Single by Selah Jubilee Singers
- A-side: "A-Walking in the Light of God"
- Released: 1941
- Recorded: October 8, 1941
- Genre: Gospel
- Length: 3:19
- Label: Decca 7872
- Songwriter: Unknown

= Just a Closer Walk with Thee =

Traditional gospel song

Instrumental New Orleans jazz version by Bunk Johnson

"Just a Closer Walk with Thee" is a traditional gospel song found in the hymnals of a number of Christian denominations. It reflects the theme of growth in grace in the Christian life, presenting "the humble prayer of every Christian's heart".

The title and lyrics of the song allude to the Biblical passage from 2 Corinthians 5:7 which states, "We walk by faith, not by sight" and James 4:8, "Come near to God and He will come near to you."

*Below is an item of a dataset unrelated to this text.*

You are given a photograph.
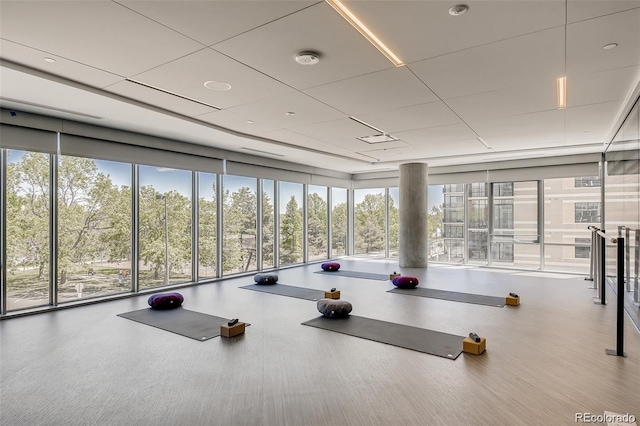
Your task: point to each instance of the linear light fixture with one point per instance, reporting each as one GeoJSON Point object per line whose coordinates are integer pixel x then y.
{"type": "Point", "coordinates": [562, 92]}
{"type": "Point", "coordinates": [483, 142]}
{"type": "Point", "coordinates": [366, 32]}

As a jazz standard, it has been performed and recorded by many artists. Performed as either an instrumental or vocal, "A Closer Walk" is perhaps the most frequently played number in the hymn and dirge section of traditional New Orleans jazz funerals.

==History==
The precise author of "A Closer Walk" is unknown. Circumstantial evidence strongly suggested it dated back to southern African-American churches of the nineteenth century, possibly even prior to the Civil War, as some personal African American histories recall "slaves singing as they worked in the fields a song about walking by the Lord's side." Horace Boyer cites a story that repudiates this claim, stating:

On a train trip from Kansas City to Chicago, composer Kenneth Morris exited the train on one of its stops to get some fresh air and heard one of the station porters singing a song. He paid little attention at first, but after he re-boarded the train the song remained with him and became so prominent in his mind that at the next stop, he left the train, took another train back to the earlier station, and asked the porter to sing the song again. Morris wrote down the words and music and published the song “Just a Closer Walk with Thee” that year, 1940, adding a few lyrics of his own to provide more breadth. Within two years the song became a standard in gospel music, eventually becoming a standard in Jazz, and then moving into the realm of American folk music, known and sung by many.

Songs with similar chorus lyrics were published in the 1800s, including "Closer Walk with Thee" with lyrics by Martha J. Lankton (a pseudonym for Fanny Crosby) and music by William Kirkpatrick, which was published in 1885. Some references in Atchison, Kansas, credit an African-American foundry worker and vocalist, Rev. Elijah Cluke (1907–1974), for the current rendition of the song. "Just a Closer Walk with Thee" became better known nationally in the 1930s when African-American churches held huge musical conventions. In 1940 Kenneth Morris arranged and published for the first time the well-known version after gospel musicians Robert Anderson and R.L. Knowles listened to William B. Hurse direct a performance of it in Kansas City and then brought it to Morris' attention. Morris added some new lyrics and a choral arrangement. In the 1940s, a boom of recordings recorded the number in many genres, ranging from Southern gospel to jazz and brass bands.

The first known recording was by the Selah Jubilee Singers on October 8, 1941, (Decca Records 7872) New York City; with Thurman Ruth and John Ford lead vocal; Fred Baker, lead baritone; Monroe Clark, baritone; J. B. Nelson, bass vocal; and Fred Baker on guitar. Rosetta Tharpe also recorded the song on December 2, 1941 (Decca 8594), with Lucky Millinder and His Orchestra.

The revived interest in traditional New Orleans jazz resulted in multiple recordings of the number, including a 1945 session by Bunk Johnson's Brass Band featuring numbers Johnson had played in New Orleans before he left in 1915.

In 1950, it was a #9 hit for Red Foley. While on a weekend break from the army, Elvis Presley made an unreleased recording at a friend's home in Waco, Texas, on May 17, 1958. By the beginning of the 2020s, more than seven hundred artists had recorded the song.

==Lyrics==

Just a closer walk with Thee,
Grant it, Jesus, is my plea,
Daily walking close to Thee,
Let it be, dear Lord, let it be.

I am weak, but Thou art strong,
Jesus, keep me from all wrong,
I'll be satisfied as long
As I walk, let me walk close to Thee.

Through this world of toil and snares,
If I falter, Lord, who cares?
Who with me my burden shares?
None but Thee, dear Lord, none but Thee.

When my feeble life is o’er,
Time for me will be no more,
Guide me gently, safely o’er
To Thy kingdom's shore, to Thy shore.